Восторженные книги о Сталине выходят одна за другой. Сталин — знамя державников, образец для подражания. О Ленине редко вспоминают, да и то в основном иностранцы. Несправедливо.
Идеи, чувства и настроения, впитанные и аккумулированные Лениным, не ему принадлежат. Но он первым сумел превратить их в практическую политику и столетие назад перевернул жизнь России. Удивительным образом ленинское наследие живо.
Грабь награбленное!
«Вот перемены, произошедшие в Петрограде за месяц революции,— записывал в дневнике в 1917 году будущий знаменитый социолог Питирим Сорокин.— Улицы загажены бумагой, грязью, экскрементами и шелухой семечек подсолнуха. Солдаты и проститутки вызывающе занимаются непотребством.
— Товарищ! Пролетарии всех стран, соединяйтесь. Пошли ко мне домой,— обратилась ко мне раскрашенная девица.
Очень оригинальное использование революционного лозунга!»
Мы все еще во власти романтических представлений о том, что происходило в России в годы революции и Гражданской войны. А вот реальность.
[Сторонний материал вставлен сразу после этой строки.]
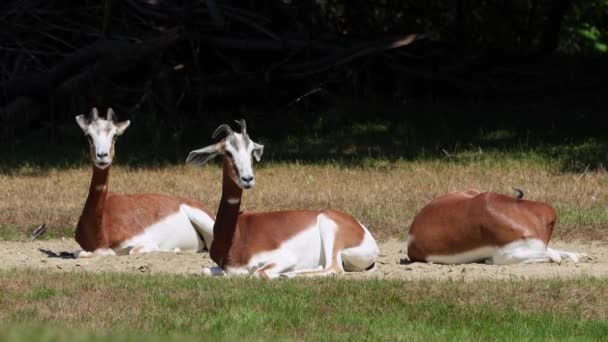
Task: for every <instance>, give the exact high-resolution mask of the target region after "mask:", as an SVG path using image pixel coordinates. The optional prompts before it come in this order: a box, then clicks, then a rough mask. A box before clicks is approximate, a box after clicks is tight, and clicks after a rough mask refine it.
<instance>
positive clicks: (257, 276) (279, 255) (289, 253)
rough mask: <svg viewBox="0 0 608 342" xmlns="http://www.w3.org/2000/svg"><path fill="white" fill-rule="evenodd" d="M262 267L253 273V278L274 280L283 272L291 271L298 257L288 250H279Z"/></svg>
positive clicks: (253, 272) (293, 266) (256, 270)
mask: <svg viewBox="0 0 608 342" xmlns="http://www.w3.org/2000/svg"><path fill="white" fill-rule="evenodd" d="M272 259H273V260H272V261H269V262H268V263H266V264H265V265H263V266H262V267H260V268H258V269H256V270H255V271H254V272H253V276H255V277H258V278H262V279H274V278H277V277H279V276H280V275H281V274H282V273H283V272H285V271H287V270H289V269H292V268H293V267H294V266H295V265H296V264H297V263H298V257H297V256H296V255H294V254H293V253H292V252H290V251H289V250H286V249H283V250H279V251H278V252H277V254H276V255H274V257H273V258H272Z"/></svg>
Одна из уральских газет писала о настроениях людей:
«Присмотритесь к улице нашего дня, и вам станет жутко. У нее хищное, злобное лицо. В каждом обыденном практическом движении человека из толпы — кем бы он ни был — вы увидите напряженный инстинкт зверя. Никогда еще закон борьбы за существование не имел столь обильных и ярких проявлений в человеческом обществе».
«В Интимном театре,— пометила в дневнике поэтесса Зинаида Гиппиус,— на благотворительном концерте исполнялся романс Рахманинова на (старые) слова Мережковского "Христос воскрес". Матросу из публики не понравился смысл слов (Христос зарыдал бы, увидев землю в крови ненависти наших дней). Ну, матрос и пальнул в певца, чуть не убил».
Нетерпение — вот что сжигало души в 17-м году. И Ленин утолил эту жажду, обещав изменить все разом. Не знаю, верил ли он сам, что, отобрав деньги у банкиров, землю у помещиков, заводы у фабрикантов и введя вместо рынка план, а вместо магазинов — распределители, можно немедленно изменить жизнь и сделать страну счастливой, но других он в этом точно убедил!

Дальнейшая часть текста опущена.